В углу подвала с потолка капала вода. В большую полиэтиленовую бочку. Кап-кап. По стенам в художественном беспорядке висели афиши эстрадных концертов, в которых поп идолы когда-то исполняли песни на стихи Валеры Суржика. Разумеется, если их можно было назвать песнями, а тексты стихами. Как-то не сговариваясь, Суржик и Надя с первого дня знакомства не особенно касались темы «эстрады».
Еще в разгар строительства Суржик мечтал устроить в подвале бильярдную, с баром и удобными креслами. Чтоб друзья-приятели могли сыграть партию-другую, покурить трубки или сигары. Мечту не суждено было воплотить. Энергии и денег хватило только на стол для настольного тенниса.
— Сыгранем? — спросил Суржик.
Надя пожала плечами и улыбнулась.
— Я не умею.
— Чего тут уметь? — удивился Валера. — Ракетку в руки и… вперед!
— Я вообще мало что умею. Только петь и танцевать. Я ведь детдомовская. Долгое время не знала даже как чай заваривать. Наша воспитательница Баба Лора сама умела только петь и танцевать. И любить детей. Дрессировала нас танцами и пением с утра до вечера. Не удивляйся, я очень многого не умею в этой жизни.
— Лора? — нахмурившись, спросил Суржик.
— Она была испанкой. Настоящей испанкой! — улыбнулась Надя.
— Я тебя научу! В два счета! — решительно заявил Валера.
— Не надо, — помотала головой Надя. — У меня не получится.
— Хватит болтать! К столу! Главное — отработать неотразимую подачу. Держи ракетку! Вот так!
Надя, улыбаясь, неловко взяла в руки ракетку.
— Так и знал! Ты левша! Давно замечено, левши — более талантливы. Во всех смыслах. Но сейчас переложи ракетку в правую! Встань ближе к столу!
Надя неуверенно подошла к столу.
— Ты что, действительно, никогда не играла? Никогда-никогда?
Она, улыбаясь, отрицательно помотала головой.
— В нашем «Журавлике» настольного тенниса не было.
— Хоть один глазом видела, как играют другие? — не унимался Суржик.
— По телевизору, — кивнула Надя. — Один раз. Но ничего не поняла.
Валера вздохнул, облокотился обеими руками о стол.

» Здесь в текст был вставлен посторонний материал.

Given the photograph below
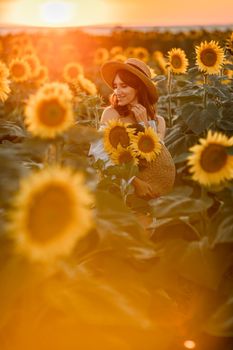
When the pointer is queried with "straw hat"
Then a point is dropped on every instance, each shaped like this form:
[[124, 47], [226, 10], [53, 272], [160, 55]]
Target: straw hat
[[160, 173], [133, 65]]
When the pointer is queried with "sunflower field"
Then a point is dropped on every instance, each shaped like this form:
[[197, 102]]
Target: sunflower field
[[84, 261]]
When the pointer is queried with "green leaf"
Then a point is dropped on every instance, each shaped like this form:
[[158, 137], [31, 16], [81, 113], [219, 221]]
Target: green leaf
[[176, 205], [196, 261], [220, 323]]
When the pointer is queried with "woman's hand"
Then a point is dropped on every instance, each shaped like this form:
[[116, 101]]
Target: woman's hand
[[140, 113], [142, 188]]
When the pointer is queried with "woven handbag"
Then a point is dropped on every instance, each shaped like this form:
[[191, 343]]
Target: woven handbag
[[160, 173]]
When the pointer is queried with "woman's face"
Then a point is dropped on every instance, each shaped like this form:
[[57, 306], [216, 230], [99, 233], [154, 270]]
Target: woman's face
[[125, 94]]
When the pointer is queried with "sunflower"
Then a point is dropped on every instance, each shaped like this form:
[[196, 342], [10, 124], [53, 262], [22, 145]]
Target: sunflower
[[229, 44], [51, 213], [209, 162], [146, 144], [29, 50], [142, 54], [57, 89], [1, 46], [119, 57], [42, 76], [101, 55], [34, 64], [86, 85], [177, 61], [209, 57], [160, 61], [4, 82], [4, 71], [116, 50], [15, 51], [130, 51], [20, 70], [71, 71], [117, 133], [124, 155], [49, 115], [4, 89]]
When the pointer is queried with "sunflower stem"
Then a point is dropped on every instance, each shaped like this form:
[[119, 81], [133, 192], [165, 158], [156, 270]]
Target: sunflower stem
[[169, 89], [53, 154], [205, 82]]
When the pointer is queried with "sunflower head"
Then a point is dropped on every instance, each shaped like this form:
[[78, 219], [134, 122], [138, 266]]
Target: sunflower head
[[71, 71], [146, 144], [142, 54], [48, 115], [101, 55], [86, 85], [116, 50], [20, 70], [229, 44], [117, 133], [177, 61], [34, 64], [209, 57], [4, 71], [51, 212], [130, 51], [210, 163]]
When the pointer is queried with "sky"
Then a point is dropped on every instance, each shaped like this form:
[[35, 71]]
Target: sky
[[121, 12]]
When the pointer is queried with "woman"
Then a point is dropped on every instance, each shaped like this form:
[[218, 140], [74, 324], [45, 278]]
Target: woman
[[133, 101]]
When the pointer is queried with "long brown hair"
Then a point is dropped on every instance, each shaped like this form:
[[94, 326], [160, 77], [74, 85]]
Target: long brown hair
[[143, 97]]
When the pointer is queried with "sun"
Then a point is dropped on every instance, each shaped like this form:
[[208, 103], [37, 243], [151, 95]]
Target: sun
[[56, 12]]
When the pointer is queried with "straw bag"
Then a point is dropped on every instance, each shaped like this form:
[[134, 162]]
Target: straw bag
[[160, 173]]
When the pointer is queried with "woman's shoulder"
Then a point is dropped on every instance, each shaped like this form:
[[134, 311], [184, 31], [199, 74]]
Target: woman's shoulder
[[108, 114]]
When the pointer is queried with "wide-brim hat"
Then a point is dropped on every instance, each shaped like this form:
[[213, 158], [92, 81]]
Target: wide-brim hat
[[137, 67]]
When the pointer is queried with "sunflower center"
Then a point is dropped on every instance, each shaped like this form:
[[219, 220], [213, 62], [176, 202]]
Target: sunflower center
[[18, 70], [51, 113], [208, 57], [125, 157], [119, 135], [213, 158], [32, 64], [49, 214], [146, 144], [73, 72], [176, 61]]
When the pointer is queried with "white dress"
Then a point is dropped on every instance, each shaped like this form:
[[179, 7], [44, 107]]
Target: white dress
[[97, 148]]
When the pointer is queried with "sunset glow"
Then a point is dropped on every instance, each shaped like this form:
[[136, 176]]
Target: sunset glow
[[56, 12], [115, 12]]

— Не понял! Чего не поняла ты?
— Ну… — неопределенно мотнула головой Надя. — Не знаю. Они перебрасывались этим шариком так зло, резко. Будто убить друг друга хотели. Какой в этом смысл?
— Потрясающе! Ты какая-то… действительно… не от мира сего.
— Нас в детдоме вообще воспитывали по-другому. Готовили к какой-то другой жизни. Не к такой, какая сейчас.
— Какой смысл, какой смысл? — презрительно фыркнул Суржик. — Это игра! Азарт, вдохновение! Сейчас, объясню на пальцах. Значит, так! — начал он бодрым тоном учителя по физкультуре. Отложил ракетку и начал показывать.